The cranial mesenteric vein was formed by two distinct trunks: the colic trunk and the jejunal trunk, formed by veins that flow from the duodenal, iliac, cecal, and colic regions (Figures 1A).
The jejunal trunk was derived from the duodenal veins, originating from the descending and ascending duodenum; from the ileocecal veins responsible for the drainage of the caecum and ileum (Figures 1A and 1E).
The colic trunk originated from the colic veins, coccigeomesenteric veins, and rectal vein; all originating from the colon and cloaca (Figures 1A and 1D).
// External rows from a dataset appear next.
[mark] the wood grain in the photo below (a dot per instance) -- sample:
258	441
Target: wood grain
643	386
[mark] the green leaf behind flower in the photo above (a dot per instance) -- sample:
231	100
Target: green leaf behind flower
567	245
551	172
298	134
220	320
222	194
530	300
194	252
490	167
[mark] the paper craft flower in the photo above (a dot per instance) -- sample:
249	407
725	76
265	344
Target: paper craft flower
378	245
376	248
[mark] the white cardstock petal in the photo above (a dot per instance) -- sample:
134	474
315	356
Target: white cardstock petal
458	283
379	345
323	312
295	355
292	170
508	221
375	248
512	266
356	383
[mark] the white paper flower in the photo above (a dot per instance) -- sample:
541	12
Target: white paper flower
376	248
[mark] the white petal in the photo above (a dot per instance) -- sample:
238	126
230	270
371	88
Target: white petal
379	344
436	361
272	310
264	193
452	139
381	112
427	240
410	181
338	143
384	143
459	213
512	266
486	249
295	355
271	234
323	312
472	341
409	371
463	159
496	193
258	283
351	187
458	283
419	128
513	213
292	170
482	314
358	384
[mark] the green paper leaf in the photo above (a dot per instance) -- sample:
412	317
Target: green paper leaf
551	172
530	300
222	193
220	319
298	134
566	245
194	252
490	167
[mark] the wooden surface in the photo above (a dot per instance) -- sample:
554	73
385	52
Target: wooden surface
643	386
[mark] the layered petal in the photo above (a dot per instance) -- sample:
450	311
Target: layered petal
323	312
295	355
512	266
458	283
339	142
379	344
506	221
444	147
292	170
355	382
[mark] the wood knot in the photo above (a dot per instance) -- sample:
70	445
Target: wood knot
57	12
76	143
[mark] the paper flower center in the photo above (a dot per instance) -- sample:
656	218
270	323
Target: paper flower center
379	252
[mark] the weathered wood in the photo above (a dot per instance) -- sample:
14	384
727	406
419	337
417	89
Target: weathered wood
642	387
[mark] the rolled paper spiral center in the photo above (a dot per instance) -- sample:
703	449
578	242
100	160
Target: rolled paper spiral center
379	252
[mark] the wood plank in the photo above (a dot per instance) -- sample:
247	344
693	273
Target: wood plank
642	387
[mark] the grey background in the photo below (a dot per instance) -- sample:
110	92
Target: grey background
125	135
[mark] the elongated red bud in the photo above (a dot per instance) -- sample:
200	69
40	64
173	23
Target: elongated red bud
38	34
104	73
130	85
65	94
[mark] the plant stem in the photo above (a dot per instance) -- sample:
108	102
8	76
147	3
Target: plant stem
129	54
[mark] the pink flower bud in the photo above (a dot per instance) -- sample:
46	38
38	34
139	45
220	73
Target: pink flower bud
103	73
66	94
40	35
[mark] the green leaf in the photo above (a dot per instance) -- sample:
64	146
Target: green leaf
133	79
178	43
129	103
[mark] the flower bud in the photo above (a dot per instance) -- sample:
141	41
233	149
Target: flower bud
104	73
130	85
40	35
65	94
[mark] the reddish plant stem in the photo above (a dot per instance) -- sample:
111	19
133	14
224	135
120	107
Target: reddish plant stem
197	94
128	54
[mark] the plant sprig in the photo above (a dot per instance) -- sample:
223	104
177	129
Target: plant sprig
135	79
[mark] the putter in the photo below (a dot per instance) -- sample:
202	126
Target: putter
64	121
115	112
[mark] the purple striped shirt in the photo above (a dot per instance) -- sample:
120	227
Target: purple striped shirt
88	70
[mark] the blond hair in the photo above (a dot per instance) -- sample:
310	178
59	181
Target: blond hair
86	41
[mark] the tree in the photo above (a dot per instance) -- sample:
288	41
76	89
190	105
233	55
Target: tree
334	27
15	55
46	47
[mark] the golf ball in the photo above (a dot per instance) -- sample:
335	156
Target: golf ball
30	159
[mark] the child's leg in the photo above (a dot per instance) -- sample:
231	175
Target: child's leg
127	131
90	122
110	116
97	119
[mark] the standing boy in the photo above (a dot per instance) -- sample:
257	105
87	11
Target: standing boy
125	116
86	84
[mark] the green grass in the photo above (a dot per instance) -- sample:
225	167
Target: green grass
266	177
It is discernible that the configuration of the veins in S. camelus differs from other species, particularly in the colic trunk.
Discussion
The hepatic carrier system in ostriches (S. camelus) is formed by the union of the right and left hepatic vein, similar to the case in G. gallus(17,18,19), in ducks (C. moschata)(13,14), in geese (A. domestica)(13), in domestic pigeons (C. livia domestica)(13,15,26)), in egret (B. ibis)(16), in duck (Anas anas domesticus) and domestic goose (Anser anser domesticus)(22). However, in geese (A. domestica) and ducks (C. moschata)(23) the hepatic carrier system is formed by two left and one right hepatic carrier veins.
In the ostrich, the left hepatic vein drains the proventricle through the ventral and left proventriculosplenic veins and part of the gastric ventricle through the gastric veins as in G. gallus (17,18,19), in the egret (B. ibis)(16) and in domestic pigeons (C. livia domestica)(13,15). In G. gallus(17,18,19,26), the left hepatic vein is formed by the ventral and left gastric veins and by the proventricular veins (13). Conversely, in ducks, the left hepatic vein is formed by one or two left gastric veins that drain blood from the ventral margin of the gastric ventricle, in addition to the pyloric and caudal proventricular veins(19).
The right hepatic vein in ostrich is formed by the confluence of proventriculosplenic, gastro pancreaticoduodenal and cranial mesenteric veins, similar to the descriptions in the chicken (G. gallus domesticus) (24,26) and in heron B. ibis(15). However, in the domestic duck (C. moschata)(13), in domestic birds (G. gallus) (17,18,19) and in the chicken (G. gallus domesticus) (24,26), the right hepatic vein is formed by the cranial gastro pancreaticoduodenal and mesenteric veins.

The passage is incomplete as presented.